TV Asahi Holdings' annual meeting on June 26 mixed a routine payout decision with a distinctly less routine set of governance demands. The company said shareholders approved a year-end dividend of ¥40 a share, made up of a ¥30 ordinary dividend and a ¥10 special dividend, with 92.83 per cent support. But the more revealing part of the filing was a set of five shareholder proposals that tried to move editorial and advertising questions into the company's articles of incorporation.
| Proposal | Sponsor | Key term |
|---|---|---|
| 1 | Company | Year-end dividend of ¥40 per share, made up of ¥30 ordinary and ¥10 special |
| 2 | Company | Elect nine directors other than audit and supervisory committee members |
| 3 | Shareholder | Add a corporate-purpose clause on fair journalism reaffirming political neutrality, truth and autonomy under Broadcasting Act Article 1 |
| 4 | Shareholder | Expand the internet-content purpose to cover correcting erroneous content and proper management of social-media information |
| 5 | Shareholder | Require one-third of full-time directors to be female |
| 6 | Shareholder | Cap program advisory committee terms at 10 years for members and eight years for the chair |
| 7 | Shareholder | Add whistleblower protection and internal corrective efforts where programmes may blur advertising and editorial content |
The sharpest proposal would have added a new corporate-purpose clause on fair journalism, explicitly reaffirming political neutrality, truth and autonomy under Article 1 of Japan's Broadcasting Act. Another would have expanded the group's internet-content purpose so it covered correcting erroneous content and properly managing information on social media, not just producing, distributing and selling digital content.
Governance questions ran alongside content ones. One shareholder item sought a rule that one-third of full-time directors be female. Another proposed term limits for the program advisory committee, capping total service at 10 years for members and eight years for the chair, in an effort the filing says would revitalise the body.

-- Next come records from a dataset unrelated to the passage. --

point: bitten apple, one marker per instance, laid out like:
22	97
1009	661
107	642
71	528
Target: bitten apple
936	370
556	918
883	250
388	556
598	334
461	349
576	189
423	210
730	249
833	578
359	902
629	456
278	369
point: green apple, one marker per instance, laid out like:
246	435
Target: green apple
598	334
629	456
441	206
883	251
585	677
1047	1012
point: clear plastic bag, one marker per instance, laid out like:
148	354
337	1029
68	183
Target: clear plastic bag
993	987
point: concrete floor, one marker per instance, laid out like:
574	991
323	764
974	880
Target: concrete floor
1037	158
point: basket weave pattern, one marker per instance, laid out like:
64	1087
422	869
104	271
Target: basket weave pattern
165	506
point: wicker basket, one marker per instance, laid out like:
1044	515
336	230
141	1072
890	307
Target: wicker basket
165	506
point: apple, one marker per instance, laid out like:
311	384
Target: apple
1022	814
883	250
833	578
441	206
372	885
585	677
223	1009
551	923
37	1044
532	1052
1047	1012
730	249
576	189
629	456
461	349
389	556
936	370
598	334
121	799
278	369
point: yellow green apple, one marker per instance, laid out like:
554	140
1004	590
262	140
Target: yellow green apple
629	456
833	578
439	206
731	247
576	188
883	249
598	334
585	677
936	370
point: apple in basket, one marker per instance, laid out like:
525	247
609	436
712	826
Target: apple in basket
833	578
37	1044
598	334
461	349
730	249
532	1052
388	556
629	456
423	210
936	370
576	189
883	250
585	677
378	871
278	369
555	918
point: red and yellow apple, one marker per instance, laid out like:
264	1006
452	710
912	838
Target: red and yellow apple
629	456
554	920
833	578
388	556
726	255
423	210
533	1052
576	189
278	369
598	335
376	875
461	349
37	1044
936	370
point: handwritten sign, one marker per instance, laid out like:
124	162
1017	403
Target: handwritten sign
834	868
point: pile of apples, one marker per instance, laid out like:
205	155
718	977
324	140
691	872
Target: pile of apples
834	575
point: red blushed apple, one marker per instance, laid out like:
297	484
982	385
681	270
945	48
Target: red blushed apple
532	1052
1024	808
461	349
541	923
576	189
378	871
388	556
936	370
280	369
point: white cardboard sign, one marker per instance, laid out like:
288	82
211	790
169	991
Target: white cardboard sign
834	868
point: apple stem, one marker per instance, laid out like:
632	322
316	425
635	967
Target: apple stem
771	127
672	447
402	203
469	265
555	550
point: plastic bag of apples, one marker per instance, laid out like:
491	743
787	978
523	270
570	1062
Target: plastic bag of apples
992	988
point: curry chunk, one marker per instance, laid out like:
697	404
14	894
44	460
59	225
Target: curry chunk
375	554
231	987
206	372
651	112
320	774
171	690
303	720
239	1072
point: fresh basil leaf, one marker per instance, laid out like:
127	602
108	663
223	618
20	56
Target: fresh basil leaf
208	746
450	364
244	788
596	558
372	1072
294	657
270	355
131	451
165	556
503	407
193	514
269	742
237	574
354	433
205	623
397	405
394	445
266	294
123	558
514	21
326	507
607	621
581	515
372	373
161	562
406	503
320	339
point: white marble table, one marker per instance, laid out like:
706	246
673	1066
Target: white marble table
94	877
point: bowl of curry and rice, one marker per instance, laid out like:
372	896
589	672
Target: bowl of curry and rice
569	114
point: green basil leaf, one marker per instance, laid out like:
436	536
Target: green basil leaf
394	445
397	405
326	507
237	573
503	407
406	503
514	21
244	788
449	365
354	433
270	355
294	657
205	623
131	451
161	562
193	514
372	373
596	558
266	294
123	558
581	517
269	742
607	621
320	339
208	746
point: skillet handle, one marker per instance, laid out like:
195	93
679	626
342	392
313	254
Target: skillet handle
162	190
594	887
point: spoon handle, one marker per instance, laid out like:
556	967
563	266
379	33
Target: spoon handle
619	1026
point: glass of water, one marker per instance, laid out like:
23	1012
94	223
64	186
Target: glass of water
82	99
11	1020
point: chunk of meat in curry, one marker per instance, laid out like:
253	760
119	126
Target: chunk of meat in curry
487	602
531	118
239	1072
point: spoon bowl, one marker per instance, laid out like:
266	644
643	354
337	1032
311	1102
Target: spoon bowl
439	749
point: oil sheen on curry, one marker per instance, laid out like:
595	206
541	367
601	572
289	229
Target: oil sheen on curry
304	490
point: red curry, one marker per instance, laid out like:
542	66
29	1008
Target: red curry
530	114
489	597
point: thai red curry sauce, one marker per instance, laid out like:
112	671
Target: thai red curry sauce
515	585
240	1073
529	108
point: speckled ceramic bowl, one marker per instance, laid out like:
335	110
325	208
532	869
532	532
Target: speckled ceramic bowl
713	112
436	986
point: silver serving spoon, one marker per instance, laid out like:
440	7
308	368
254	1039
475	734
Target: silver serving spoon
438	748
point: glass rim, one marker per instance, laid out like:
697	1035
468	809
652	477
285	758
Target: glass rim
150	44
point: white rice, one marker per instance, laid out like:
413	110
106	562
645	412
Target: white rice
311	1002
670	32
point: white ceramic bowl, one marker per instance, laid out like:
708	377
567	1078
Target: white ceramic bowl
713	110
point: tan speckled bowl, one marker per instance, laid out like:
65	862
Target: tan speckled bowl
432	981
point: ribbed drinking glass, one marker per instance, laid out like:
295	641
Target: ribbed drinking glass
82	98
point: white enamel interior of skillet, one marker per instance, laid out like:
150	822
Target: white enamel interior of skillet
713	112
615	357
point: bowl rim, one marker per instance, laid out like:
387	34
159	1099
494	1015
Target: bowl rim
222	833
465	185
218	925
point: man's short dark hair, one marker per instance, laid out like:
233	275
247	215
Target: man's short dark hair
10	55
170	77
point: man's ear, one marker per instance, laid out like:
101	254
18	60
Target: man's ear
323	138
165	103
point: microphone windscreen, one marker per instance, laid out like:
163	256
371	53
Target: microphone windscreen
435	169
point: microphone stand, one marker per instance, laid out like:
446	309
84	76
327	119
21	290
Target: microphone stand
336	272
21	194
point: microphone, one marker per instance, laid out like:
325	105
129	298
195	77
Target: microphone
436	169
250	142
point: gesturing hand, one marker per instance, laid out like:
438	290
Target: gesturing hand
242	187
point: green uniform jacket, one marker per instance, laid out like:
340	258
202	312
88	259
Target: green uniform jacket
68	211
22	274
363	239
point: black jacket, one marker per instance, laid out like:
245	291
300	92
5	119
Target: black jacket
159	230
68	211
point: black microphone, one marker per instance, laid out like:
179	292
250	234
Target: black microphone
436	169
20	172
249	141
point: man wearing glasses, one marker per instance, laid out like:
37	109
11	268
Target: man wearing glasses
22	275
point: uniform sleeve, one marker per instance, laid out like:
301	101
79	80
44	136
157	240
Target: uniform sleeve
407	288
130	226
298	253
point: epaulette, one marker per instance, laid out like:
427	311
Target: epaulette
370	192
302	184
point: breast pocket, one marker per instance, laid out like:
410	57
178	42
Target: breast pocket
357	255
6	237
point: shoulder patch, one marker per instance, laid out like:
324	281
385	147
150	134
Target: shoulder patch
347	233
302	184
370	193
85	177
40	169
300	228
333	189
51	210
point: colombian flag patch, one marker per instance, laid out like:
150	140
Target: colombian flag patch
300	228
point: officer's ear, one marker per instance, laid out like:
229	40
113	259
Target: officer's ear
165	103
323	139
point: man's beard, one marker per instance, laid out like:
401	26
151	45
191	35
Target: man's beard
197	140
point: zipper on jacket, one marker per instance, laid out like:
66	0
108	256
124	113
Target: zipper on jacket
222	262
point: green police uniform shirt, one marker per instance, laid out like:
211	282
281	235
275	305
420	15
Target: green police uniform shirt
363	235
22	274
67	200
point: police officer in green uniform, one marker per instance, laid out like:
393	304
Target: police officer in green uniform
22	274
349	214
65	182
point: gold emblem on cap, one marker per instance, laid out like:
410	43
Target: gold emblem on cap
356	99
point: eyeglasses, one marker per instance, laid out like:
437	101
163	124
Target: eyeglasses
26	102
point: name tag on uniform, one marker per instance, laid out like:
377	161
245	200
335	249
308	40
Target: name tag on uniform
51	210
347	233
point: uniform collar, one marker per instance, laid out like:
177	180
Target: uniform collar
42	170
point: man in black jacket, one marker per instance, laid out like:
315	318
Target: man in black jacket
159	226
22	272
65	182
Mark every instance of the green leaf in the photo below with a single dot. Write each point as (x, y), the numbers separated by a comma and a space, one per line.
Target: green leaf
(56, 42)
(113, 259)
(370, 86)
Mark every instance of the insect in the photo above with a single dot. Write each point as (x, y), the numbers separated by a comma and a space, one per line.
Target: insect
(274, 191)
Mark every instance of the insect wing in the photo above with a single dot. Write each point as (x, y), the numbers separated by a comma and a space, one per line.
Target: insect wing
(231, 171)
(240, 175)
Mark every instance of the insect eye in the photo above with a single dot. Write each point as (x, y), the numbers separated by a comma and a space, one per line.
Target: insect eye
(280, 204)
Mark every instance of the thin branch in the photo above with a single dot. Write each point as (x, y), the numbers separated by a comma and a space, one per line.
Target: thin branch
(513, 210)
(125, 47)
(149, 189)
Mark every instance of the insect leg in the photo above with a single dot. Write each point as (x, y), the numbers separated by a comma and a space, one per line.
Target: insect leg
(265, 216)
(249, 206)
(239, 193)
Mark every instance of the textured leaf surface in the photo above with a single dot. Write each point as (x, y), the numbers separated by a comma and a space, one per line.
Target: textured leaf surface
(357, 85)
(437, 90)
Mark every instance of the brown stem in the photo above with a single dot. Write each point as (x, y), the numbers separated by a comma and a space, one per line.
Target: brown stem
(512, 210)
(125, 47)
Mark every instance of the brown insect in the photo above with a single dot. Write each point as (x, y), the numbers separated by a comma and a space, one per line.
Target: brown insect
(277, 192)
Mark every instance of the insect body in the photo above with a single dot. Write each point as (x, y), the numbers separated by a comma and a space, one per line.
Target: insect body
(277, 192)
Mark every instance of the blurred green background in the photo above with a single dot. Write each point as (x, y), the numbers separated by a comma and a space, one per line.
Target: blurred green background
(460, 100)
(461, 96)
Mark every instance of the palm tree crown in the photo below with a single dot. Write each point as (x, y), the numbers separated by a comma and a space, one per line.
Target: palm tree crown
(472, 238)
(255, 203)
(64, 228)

The fifth proposal went after the old problem of where programming ends and advertising begins. Citing industry broadcast standards and the amended Act against Unjustifiable Premiums and Misleading Representations, shareholders asked TV Asahi to add whistleblower protection and internal corrective efforts if a programme was suspected of blurring the line between advertising and editorial content.
TV Asahi's own agenda in the filing also included the election of nine directors other than audit and supervisory committee members. The disclosure does not by itself amount to a policy shift. What it does show is where shareholder pressure landed at a major broadcaster: journalism standards, platform clean-up, diversity inside the full-time director ranks, and advertising compliance, all framed as proposed amendments to the articles of incorporation.